The men came close up, and stood there smiling, waiting to be spoken to; and as Perry had hoped, their presence took Cyril out of himself for the time.

“Been to see my father?” said Cyril in a mongrel kind of Spanish.

One of the Indians nodded.

“And his father too?”

The man replied that he was going now. So Cyril interpreted the few words.

“That’s the worst of them; and it’s so hard to make them understand exactly what you mean. He didn’t know what I meant, and had not been—What say?” For the Indian had muttered something which he repeated.

“Wants to know if I’m going too,” said Cyril bitterly; and he shook his head at the Indian, when both smiled and looked pleased.
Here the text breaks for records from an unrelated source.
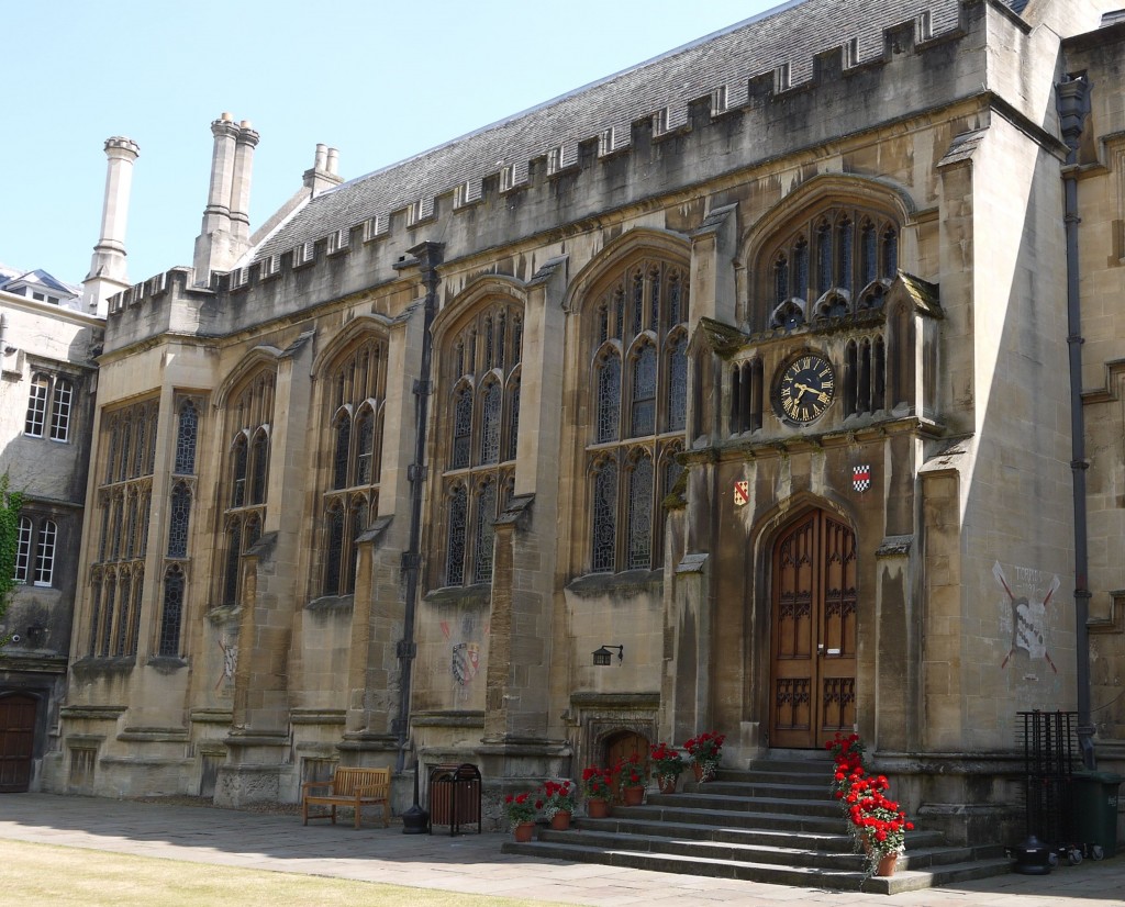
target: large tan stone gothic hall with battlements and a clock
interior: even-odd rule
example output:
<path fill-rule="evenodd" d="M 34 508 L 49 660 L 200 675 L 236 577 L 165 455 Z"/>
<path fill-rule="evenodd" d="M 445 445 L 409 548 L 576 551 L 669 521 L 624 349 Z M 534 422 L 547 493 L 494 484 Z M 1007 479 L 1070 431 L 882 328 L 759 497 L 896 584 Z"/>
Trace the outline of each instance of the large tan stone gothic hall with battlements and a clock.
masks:
<path fill-rule="evenodd" d="M 367 176 L 318 146 L 253 234 L 216 120 L 192 267 L 109 300 L 51 784 L 416 753 L 494 802 L 856 727 L 971 840 L 1018 713 L 1119 764 L 1115 19 L 788 3 Z"/>

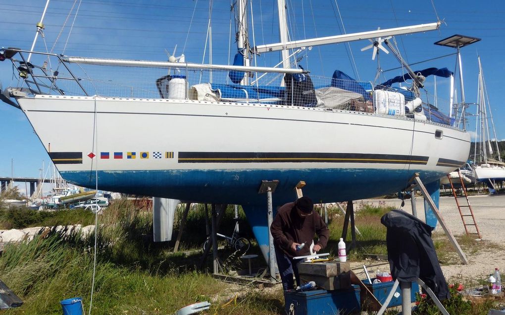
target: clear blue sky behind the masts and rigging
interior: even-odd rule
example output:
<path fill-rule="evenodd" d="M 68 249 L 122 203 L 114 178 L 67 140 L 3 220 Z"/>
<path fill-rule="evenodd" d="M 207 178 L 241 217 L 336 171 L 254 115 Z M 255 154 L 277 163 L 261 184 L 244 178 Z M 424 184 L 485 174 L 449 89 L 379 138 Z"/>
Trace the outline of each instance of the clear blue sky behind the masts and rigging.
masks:
<path fill-rule="evenodd" d="M 274 1 L 254 0 L 252 2 L 255 22 L 256 44 L 278 42 L 276 24 L 277 9 Z M 29 49 L 34 37 L 35 24 L 40 20 L 44 0 L 17 2 L 0 0 L 0 46 Z M 72 0 L 53 0 L 49 4 L 45 24 L 45 43 L 48 49 L 53 46 L 68 12 Z M 405 2 L 390 1 L 328 1 L 297 0 L 287 1 L 289 7 L 290 35 L 292 39 L 330 36 L 342 33 L 336 5 L 340 9 L 343 26 L 347 33 L 371 31 L 435 22 L 437 17 L 431 1 Z M 194 16 L 191 21 L 191 16 Z M 503 73 L 503 38 L 505 38 L 505 4 L 502 1 L 435 1 L 439 18 L 444 20 L 439 31 L 420 33 L 396 38 L 401 54 L 408 62 L 454 52 L 447 47 L 433 45 L 437 40 L 453 34 L 463 34 L 482 38 L 482 41 L 464 47 L 464 79 L 467 102 L 476 102 L 477 97 L 477 55 L 482 59 L 484 75 L 492 105 L 498 139 L 505 138 L 503 118 L 505 109 L 501 105 Z M 248 9 L 249 10 L 249 9 Z M 66 44 L 66 55 L 116 57 L 144 60 L 166 60 L 165 49 L 172 51 L 177 44 L 177 54 L 184 51 L 186 60 L 201 62 L 207 35 L 209 1 L 134 1 L 134 0 L 84 0 L 75 19 L 72 33 Z M 71 16 L 68 26 L 72 24 Z M 55 45 L 55 52 L 62 53 L 69 34 L 69 27 L 62 32 Z M 216 0 L 212 8 L 213 61 L 215 64 L 228 64 L 230 1 Z M 190 31 L 188 35 L 188 30 Z M 234 26 L 232 25 L 232 30 Z M 250 36 L 252 45 L 252 36 Z M 377 63 L 371 59 L 371 51 L 360 51 L 368 41 L 350 43 L 350 51 L 357 64 L 359 78 L 372 81 Z M 232 42 L 232 50 L 234 50 Z M 39 39 L 36 50 L 44 50 L 44 41 Z M 331 76 L 339 69 L 352 77 L 357 74 L 351 66 L 347 44 L 321 46 L 314 48 L 301 61 L 304 68 L 314 75 Z M 278 53 L 264 54 L 259 58 L 259 66 L 273 66 L 279 60 Z M 380 56 L 382 69 L 399 66 L 392 54 Z M 414 70 L 429 67 L 455 68 L 455 57 L 437 59 L 418 66 Z M 399 70 L 386 73 L 387 78 L 399 75 Z M 10 61 L 0 62 L 0 81 L 3 87 L 16 85 L 12 81 Z M 431 80 L 431 81 L 430 81 Z M 433 85 L 427 80 L 427 87 Z M 382 81 L 382 80 L 380 80 Z M 439 86 L 439 97 L 448 93 L 448 81 Z M 444 88 L 444 84 L 446 88 Z M 439 104 L 448 111 L 447 104 Z M 471 107 L 471 111 L 475 108 Z M 58 128 L 58 122 L 55 124 Z M 14 160 L 15 176 L 39 176 L 42 161 L 48 165 L 49 158 L 24 114 L 5 103 L 0 103 L 0 176 L 11 174 L 11 159 Z M 469 126 L 474 129 L 474 124 Z M 62 131 L 65 132 L 65 131 Z"/>

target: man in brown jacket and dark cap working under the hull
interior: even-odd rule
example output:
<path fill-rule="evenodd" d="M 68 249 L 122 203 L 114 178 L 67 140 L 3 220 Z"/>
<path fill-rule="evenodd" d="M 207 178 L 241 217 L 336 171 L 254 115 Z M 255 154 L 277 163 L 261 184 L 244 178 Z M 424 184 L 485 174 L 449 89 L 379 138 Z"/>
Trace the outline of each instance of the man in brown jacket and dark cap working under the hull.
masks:
<path fill-rule="evenodd" d="M 293 289 L 293 274 L 296 284 L 300 285 L 298 275 L 299 260 L 293 257 L 310 255 L 309 247 L 317 234 L 319 239 L 315 242 L 315 252 L 323 249 L 328 242 L 330 230 L 321 216 L 314 211 L 314 204 L 309 197 L 301 197 L 295 202 L 287 203 L 277 210 L 272 226 L 270 227 L 274 238 L 275 257 L 282 280 L 284 291 Z M 306 243 L 300 250 L 297 245 Z"/>

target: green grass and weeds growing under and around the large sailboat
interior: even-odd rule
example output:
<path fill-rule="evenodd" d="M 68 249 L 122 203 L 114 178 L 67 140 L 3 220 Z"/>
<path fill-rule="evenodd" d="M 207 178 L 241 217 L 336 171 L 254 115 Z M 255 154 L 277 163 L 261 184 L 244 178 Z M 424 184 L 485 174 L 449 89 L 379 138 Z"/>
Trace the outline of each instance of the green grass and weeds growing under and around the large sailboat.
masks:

Cyril gave his teeth a grind. “You beggars,” he cried in English, “looking glad because I’m disappointed.—And I’ve given that first chap many a good tuck out, and lots of tobacco dust for snuff, and paid him no end of times for birds he has shot with his blowpipe, besides buying butterflies and eggs he has brought down out of the mountains. All right, though; I’ll serve them out.—I say,” cried the boy, and a complete change came over him, “can you speak Spanish?”